DAVID BEASLEY: Thank you.
BENHJAMIN HAYNES: Okay, Jennifer, next question, please.
OPERATOR: The next question comes from Mike Stobbe the associated press, your line is open.
MIKE STOBBE: Hi, thank you for taking my call, I wanted to ask a question about the use of prescription drugs that were obtained without a prescription. Do you know, you gave the statistic about 17 percent, and that’s a concerning level? But, that it also had gone down, I was wondering, I’m sorry, the why question, any idea why it’s going down? And also, I was wondering if the survey provided any information about which of the drugs OxyContin, Vicodin, Adderall, Ritalin or Xanax were the kids saying which they were taking or did it provide that kind of break down?

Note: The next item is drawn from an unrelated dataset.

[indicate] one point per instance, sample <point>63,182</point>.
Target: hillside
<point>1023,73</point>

DR. ZAZA: Let me answer your second question first. The question, is a very simple single question, did you try a drug that was not prescribed for you by a physician and there was a list of examples, and the examples that were read out were the ones that were asked, so we cannot break it down further in the YRBS. We are watching it. For my part, I think that despite the fact that it’s going down and the prevalence rate is still 17 percent, is quite high. It suggests that there’s a norming behavior among kids that it’s okay to take these powerful drugs without somebody prescribing them for you. That is a pattern that can be held over to adulthood and it can lead the other forms of risky drug taking. We do need to watch the trend, we are encouraged that it’s coming down, but given that other than alcohol and marijuana, the most frequently used form of drugs taking, we have to keep a close eye on it.
MIKE STOBBE: Thank you.
BENJAMIN HAYNES: Okay, Jennifer, we have time for one more had.
OPERATOR: at this time, there’s no further question, if you would like to ask a question, press star-1. There are no further questions.
BENJAMIN HAYNES: Okay, thank you. So, this will conclude our telebriefing. A transcript of this call will be posted to the CDC newsroom as soon as possible. YRBS results will be available on CDC’s website at 1:00 PM Eastern and you can find that at www.cdc.gov/healthyyouth. If you need additional information or have other questions, please call the CDC press office at 404-639-3286, or e-mail us at firstname.lastname@example.org. Thank you.
OPERATOR: This concludes today’s conference, thank you for your attendance, you may disconnect your line.